Distinct patterns of histone methylation during human cell cycle progression are described. Histone H4 methyltransferase activity is cell cycle-regulated, consistent with increased H4 Lys 20 methylation at mitosis. This increase closely follows the cell cycle-regulated expression of the H4 Lys 20 methyltransferase, PR-Set7. Localization of PR-Set7 to mitotic chromosomes and subsequent increase in H4 Lys 20 methylation were inversely correlated to transient H4 Lys 16 acetylation in early S-phase. These data suggest that H4 Lys 20 methylation by PR-Set7 during mitosis acts to antagonize H4 Lys 16 acetylation and to establish a mechanism by which this mark is epigenetically transmitted (Rice, 2002).
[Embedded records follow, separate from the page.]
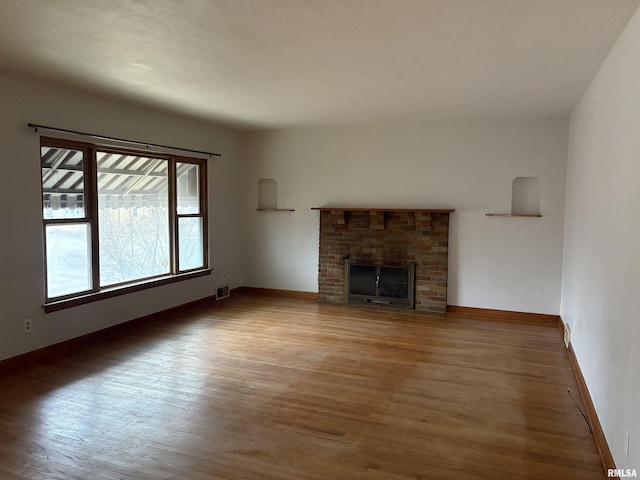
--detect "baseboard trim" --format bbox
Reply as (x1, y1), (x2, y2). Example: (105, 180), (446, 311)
(567, 343), (616, 471)
(447, 305), (562, 328)
(0, 295), (216, 372)
(232, 287), (318, 301)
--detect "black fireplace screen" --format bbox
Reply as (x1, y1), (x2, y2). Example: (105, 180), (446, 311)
(347, 264), (413, 306)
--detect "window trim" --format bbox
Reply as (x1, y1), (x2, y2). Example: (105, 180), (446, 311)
(39, 136), (212, 313)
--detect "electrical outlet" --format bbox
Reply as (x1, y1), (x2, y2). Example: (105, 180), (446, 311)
(624, 430), (629, 458)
To determine histone methyltransferase activity during the human cell cycle, HeLa cells were arrested by treatment with thymidine followed by mimosine. Every 2.5 h following release from the G1 arrest, synchronized cells were isolated for analysis, and the cell cycle phase was determined by fluorescence-activated cell sorting (FACS). Nuclei were isolated from the cells at these various time points for the in nucleo HMT assay and for Western blot analysis (Rice, 2002).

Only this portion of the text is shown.